A CORAVEL radial-velocity monitoring of S stars: Symbiotic activity vs. orbital separation. III.^*

¹ Observatoire Midi-Pyrénées, UMR 5572, Av. E. Belin 14, F-31400 Toulouse, France
² Institut d'Astronomie et d'Astrophysique, Université Libre de Bruxelles, Campus Plaine, CP. 226, Bd. du Triomphe, B-1050 Bruxelles, Belgium
³ Observatoire de Genève, CH-1290 Sauverny, Switzerland

Send offprint request to: J.M. Carquillat

Received: 3 November 1997
Accepted: 29 January 1998

Abstract

Orbital elements are presented for the Tc-poor S stars HR 363 (= HD 7351) and HD 191226. With an orbital period of 4592 d (=12.6 y), HR 363 has the longest period known among S stars, and yet it is a strong X-ray source. Its X-ray flux is similar to that of HD 35155, an S star with one of the shortest orbital periods (640 d). This surprising result is put in perspective with other diagnostics of binary interaction observed in binary S stars. They reveal that there is no correlation between the level of binary interaction and the orbital period. All these activity diagnostics moreover exhibit a strong time-variability. In the well-documented case of HR 1105, this time-variability appears to be a combination of orbital modulation and secular variation.
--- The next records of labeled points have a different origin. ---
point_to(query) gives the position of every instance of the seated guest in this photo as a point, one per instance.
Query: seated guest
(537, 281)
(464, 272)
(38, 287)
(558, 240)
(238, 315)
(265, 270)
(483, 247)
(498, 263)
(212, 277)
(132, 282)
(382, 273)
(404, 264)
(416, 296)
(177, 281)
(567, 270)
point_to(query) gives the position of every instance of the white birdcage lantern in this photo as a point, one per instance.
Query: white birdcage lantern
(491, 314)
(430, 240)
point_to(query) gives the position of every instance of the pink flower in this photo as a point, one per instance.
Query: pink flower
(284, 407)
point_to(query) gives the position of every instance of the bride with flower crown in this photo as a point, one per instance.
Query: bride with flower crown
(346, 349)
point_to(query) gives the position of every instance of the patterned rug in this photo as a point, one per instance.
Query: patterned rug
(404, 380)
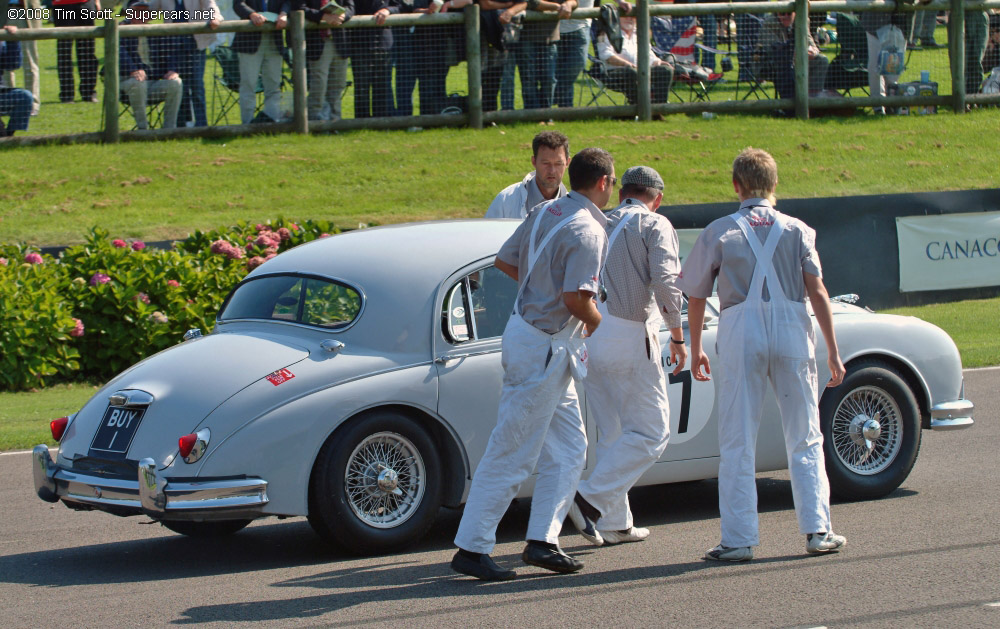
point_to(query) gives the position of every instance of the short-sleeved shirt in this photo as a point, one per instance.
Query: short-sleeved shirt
(642, 268)
(570, 261)
(723, 252)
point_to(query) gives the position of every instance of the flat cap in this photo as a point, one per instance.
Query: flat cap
(643, 176)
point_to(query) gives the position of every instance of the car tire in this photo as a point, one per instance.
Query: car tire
(870, 390)
(351, 502)
(220, 528)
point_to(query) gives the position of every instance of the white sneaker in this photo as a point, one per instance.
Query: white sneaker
(585, 526)
(727, 553)
(821, 543)
(623, 537)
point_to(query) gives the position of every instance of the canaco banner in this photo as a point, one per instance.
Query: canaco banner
(948, 251)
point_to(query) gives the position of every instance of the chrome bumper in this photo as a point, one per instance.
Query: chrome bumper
(952, 415)
(151, 494)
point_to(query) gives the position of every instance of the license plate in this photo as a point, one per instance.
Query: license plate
(116, 431)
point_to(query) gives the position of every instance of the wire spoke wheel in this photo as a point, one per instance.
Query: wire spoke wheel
(385, 480)
(867, 430)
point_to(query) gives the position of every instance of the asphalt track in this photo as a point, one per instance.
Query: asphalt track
(928, 555)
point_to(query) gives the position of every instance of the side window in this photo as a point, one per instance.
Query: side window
(478, 306)
(493, 295)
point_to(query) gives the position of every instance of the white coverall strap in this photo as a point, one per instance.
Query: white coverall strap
(535, 252)
(614, 235)
(764, 267)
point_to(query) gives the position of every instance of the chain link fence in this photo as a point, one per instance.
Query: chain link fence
(151, 70)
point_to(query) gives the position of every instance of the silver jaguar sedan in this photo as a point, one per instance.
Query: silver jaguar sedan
(355, 380)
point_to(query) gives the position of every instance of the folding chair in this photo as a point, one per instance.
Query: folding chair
(594, 84)
(750, 68)
(849, 68)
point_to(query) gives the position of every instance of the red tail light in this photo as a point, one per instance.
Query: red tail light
(58, 427)
(186, 443)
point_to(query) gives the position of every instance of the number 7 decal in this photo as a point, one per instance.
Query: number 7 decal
(684, 378)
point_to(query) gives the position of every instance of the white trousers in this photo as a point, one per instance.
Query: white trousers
(265, 63)
(538, 422)
(327, 82)
(140, 93)
(753, 349)
(627, 392)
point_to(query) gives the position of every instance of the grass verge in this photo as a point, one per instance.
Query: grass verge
(24, 417)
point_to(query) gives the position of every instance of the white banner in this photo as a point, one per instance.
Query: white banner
(948, 251)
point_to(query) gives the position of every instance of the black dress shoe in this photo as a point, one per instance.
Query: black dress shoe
(555, 560)
(484, 568)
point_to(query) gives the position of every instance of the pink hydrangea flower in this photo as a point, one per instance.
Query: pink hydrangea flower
(227, 249)
(254, 262)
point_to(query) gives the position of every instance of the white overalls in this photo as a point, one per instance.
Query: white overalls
(538, 421)
(758, 339)
(627, 393)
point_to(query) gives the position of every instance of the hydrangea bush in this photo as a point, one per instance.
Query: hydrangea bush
(108, 303)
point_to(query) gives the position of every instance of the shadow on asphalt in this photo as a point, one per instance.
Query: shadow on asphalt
(285, 544)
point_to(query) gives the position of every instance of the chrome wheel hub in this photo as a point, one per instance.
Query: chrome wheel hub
(385, 480)
(867, 430)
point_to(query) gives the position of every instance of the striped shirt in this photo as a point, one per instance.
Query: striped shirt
(643, 266)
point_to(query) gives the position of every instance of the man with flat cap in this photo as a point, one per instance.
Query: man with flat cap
(625, 383)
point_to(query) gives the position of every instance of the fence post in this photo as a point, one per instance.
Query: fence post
(475, 66)
(643, 91)
(956, 51)
(111, 83)
(801, 52)
(299, 97)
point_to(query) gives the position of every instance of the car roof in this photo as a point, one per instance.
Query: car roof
(430, 250)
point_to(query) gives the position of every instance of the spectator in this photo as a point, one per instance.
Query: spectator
(370, 49)
(872, 21)
(495, 20)
(421, 57)
(924, 23)
(776, 45)
(29, 51)
(14, 102)
(191, 53)
(152, 77)
(549, 156)
(571, 54)
(76, 13)
(535, 53)
(622, 75)
(977, 28)
(326, 57)
(260, 55)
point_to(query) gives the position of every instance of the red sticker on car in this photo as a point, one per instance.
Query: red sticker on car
(280, 376)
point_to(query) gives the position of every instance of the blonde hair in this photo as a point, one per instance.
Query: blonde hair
(756, 172)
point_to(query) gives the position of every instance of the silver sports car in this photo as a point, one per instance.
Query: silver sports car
(355, 379)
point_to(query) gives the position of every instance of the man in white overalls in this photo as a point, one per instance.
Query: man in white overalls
(626, 388)
(766, 265)
(555, 255)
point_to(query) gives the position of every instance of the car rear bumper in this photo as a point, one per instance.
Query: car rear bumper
(151, 493)
(952, 415)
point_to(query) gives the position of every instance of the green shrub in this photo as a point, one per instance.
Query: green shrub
(106, 304)
(36, 320)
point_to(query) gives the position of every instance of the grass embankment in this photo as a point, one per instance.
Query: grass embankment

A stream of gas from the red-giant wind, which is heated when funneled through the inner Lagrangian point, has been proposed as the source of the hard photons (Shcherbakov & Tuominen 1992). Different viewing angles of the stream during the orbital cycle account for the orbital modulation, whereas long-term fluctuations of the mass-loss rate account for the secular variations. Little dependence to the orbital separation is expected for this kind of activity. If such streams are causing the activity observed in the other binary S stars as well, it would provide a natural explanation for the absence of correlation between orbital periods and activity levels, since the red-giant mass loss rate would be the dominant factor. The existence of such funneled streams is moreover predicted by smooth particle hydrodynamics simulations of mass transfer in detached binary systems.